Romans 1:16-17; 3:22b-28 (29-31)-Sacred Anthropology 101
This is “the richest and most important paragraph in the whole
letter,” says C.K. Barrett. The common denominator, the equal
access for all humanity is, according to Paul, justification by
faith in Jesus Christ. To dissect this part of Paul’s argument is
to get to the gist or grist of what Paul teaches and preaches
elsewhere in his epistles. We’re all in this together, so the
teaching goes, members of a fallen race who stand in need of
restoration; how we get there (“there” meaning the return to the
pristine state of right relationship to God) is non-negotiable for
Paul: relationship is restored not through personal effort or
achievement, but through the action of Another, Jesus Christ.
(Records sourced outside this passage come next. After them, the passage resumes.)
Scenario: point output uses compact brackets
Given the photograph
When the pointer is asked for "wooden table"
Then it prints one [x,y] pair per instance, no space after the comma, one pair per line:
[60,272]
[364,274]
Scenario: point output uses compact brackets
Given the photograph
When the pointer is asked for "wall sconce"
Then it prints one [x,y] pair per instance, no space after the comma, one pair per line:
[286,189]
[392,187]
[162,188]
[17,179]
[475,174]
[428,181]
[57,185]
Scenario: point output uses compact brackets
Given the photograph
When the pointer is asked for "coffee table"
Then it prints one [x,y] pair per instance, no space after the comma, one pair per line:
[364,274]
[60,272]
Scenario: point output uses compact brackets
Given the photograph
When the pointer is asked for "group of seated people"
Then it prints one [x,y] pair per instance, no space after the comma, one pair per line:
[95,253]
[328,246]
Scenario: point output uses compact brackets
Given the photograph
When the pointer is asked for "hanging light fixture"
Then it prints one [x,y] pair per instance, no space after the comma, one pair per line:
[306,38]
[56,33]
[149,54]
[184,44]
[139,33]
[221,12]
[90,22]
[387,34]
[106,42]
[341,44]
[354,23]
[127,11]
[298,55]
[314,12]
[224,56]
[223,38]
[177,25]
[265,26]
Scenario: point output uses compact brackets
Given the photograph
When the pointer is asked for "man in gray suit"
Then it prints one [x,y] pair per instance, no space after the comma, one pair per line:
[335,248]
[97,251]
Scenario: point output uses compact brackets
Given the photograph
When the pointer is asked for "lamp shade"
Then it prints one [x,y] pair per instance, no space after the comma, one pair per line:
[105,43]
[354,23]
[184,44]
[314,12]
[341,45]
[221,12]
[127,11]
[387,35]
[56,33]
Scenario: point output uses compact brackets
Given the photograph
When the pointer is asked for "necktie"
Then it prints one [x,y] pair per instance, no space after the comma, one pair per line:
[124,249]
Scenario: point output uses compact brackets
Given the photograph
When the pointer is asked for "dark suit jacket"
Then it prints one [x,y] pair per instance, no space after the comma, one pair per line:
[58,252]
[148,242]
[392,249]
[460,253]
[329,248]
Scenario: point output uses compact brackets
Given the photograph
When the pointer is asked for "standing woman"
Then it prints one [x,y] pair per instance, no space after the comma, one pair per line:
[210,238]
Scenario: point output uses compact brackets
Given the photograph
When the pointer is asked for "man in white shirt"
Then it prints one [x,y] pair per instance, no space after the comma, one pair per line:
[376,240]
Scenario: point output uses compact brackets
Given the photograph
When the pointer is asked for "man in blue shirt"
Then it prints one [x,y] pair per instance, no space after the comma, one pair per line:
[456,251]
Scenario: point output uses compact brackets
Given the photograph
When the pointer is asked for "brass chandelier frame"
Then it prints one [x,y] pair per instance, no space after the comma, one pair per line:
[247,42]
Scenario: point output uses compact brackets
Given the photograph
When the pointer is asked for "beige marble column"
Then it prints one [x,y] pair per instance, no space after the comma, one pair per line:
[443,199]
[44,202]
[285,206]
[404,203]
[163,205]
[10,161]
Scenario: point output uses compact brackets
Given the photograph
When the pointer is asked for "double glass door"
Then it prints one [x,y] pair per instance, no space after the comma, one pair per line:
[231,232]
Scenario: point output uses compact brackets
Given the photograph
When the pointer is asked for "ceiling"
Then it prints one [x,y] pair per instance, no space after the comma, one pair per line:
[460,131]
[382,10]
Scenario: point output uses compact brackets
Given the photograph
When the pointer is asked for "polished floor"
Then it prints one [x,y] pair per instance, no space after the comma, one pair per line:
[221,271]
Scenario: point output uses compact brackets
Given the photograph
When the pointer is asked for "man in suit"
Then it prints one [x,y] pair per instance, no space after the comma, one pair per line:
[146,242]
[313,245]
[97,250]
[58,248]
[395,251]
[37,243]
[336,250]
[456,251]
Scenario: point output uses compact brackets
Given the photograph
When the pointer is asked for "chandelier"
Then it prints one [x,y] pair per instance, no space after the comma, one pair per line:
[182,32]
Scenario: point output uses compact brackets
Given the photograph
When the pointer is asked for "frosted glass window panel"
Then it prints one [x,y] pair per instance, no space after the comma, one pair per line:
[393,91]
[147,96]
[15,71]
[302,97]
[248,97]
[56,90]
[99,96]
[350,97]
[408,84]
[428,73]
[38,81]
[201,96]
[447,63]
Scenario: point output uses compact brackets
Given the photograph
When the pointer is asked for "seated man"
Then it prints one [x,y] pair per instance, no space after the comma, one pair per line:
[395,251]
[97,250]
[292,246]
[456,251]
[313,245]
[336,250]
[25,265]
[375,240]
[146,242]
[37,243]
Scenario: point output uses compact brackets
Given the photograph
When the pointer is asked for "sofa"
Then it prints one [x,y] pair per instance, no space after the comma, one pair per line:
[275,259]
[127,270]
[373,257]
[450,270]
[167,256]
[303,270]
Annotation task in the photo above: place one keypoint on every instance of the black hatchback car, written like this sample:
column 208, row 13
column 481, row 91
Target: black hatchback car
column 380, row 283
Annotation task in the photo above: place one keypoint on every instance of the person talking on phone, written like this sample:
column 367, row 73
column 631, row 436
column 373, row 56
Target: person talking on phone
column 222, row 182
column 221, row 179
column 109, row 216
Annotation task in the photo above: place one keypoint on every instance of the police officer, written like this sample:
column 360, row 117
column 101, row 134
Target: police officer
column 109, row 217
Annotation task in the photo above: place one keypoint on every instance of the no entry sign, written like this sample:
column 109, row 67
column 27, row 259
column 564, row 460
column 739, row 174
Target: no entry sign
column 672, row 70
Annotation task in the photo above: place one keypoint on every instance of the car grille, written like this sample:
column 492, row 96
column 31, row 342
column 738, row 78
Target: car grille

Matthew 7:21-29-Same Circumstances, Different Foundations
When the discussion moves to Matthew’s favorite topic, “Kingdom
of Heaven,” he has a way of begging the question: “Who gets in
and who gets locked out of the Kingdom?” “Surprise!” Jesus
seems to suggest. “Not everyone who says to me, ‘Lord, Lord,’
will enter the kingdom . . .” This lesson, which closes the first
of five teaching blocks in Matthew, suggests that neither words nor
action alone will get us on the gospel train, but performance-the
combination of the two. For “everyone who hears . . . and
acts on them will be like a wise man who built his house upon rock.”